After a moment The Lizardman finishes his drink and gets up to go. Good seeing you he says. And take care of yourself.

He wants to speak. Wants to ask The Lizardman things, but his mind seems stuck or blocked somehow and the only thing he can say is okay see ya later and before he can even get the words out The Lizardman is gone.

-----

In the car on the way back he drives while Scott dozes in the passenger seat. They pass Heritage Hills.
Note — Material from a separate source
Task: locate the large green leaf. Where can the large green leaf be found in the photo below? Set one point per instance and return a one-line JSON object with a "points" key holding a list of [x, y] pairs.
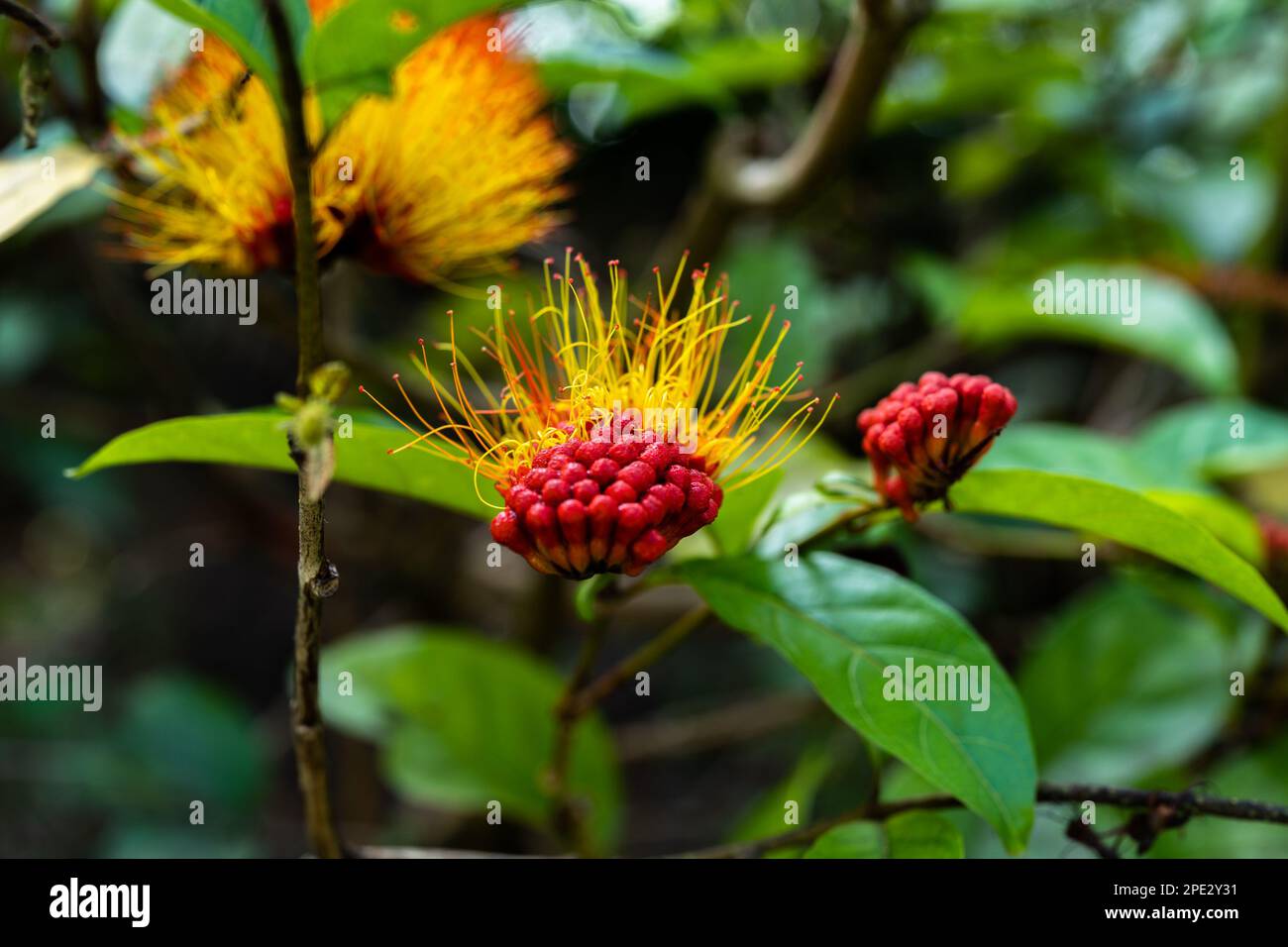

Tomorrow he will watch on the news about the death of a local factory foreman named Jules Sanders, discovered dead that morning by a self-inflicted gunshot wound and at first he will not believe it but then a picture will appear above and to the right of the blond-haired anchorwoman's face and he will see the blank, dark eyes and the curtains of neckflesh and there will be no doubt and he will have to sit down. The blonde-haired anchorwoman will tilt her head and purse her bright red lips to make clear that gee isn't this is a Sad Story and she'll go on to say that Mr. Sanders was predeceased by his wife, Evelyn, who was killed in a car accident in 1970, and by a son, Robert, who had been found dead of a heroin overdose in a Los Angeles motel room in 1992.

They car passes the prison lights up in the hills. Tomorrow he will watch this on the news and he will call his mother and his brother and he will quit his job at the bindery and he will buy a train ticket to the city and maybe Claire will meet him at the station and maybe she won't but he will go there anyway.

Tomorrow he will do all of this. But tonight, he pulls the car over and looks at the lights for a very long time.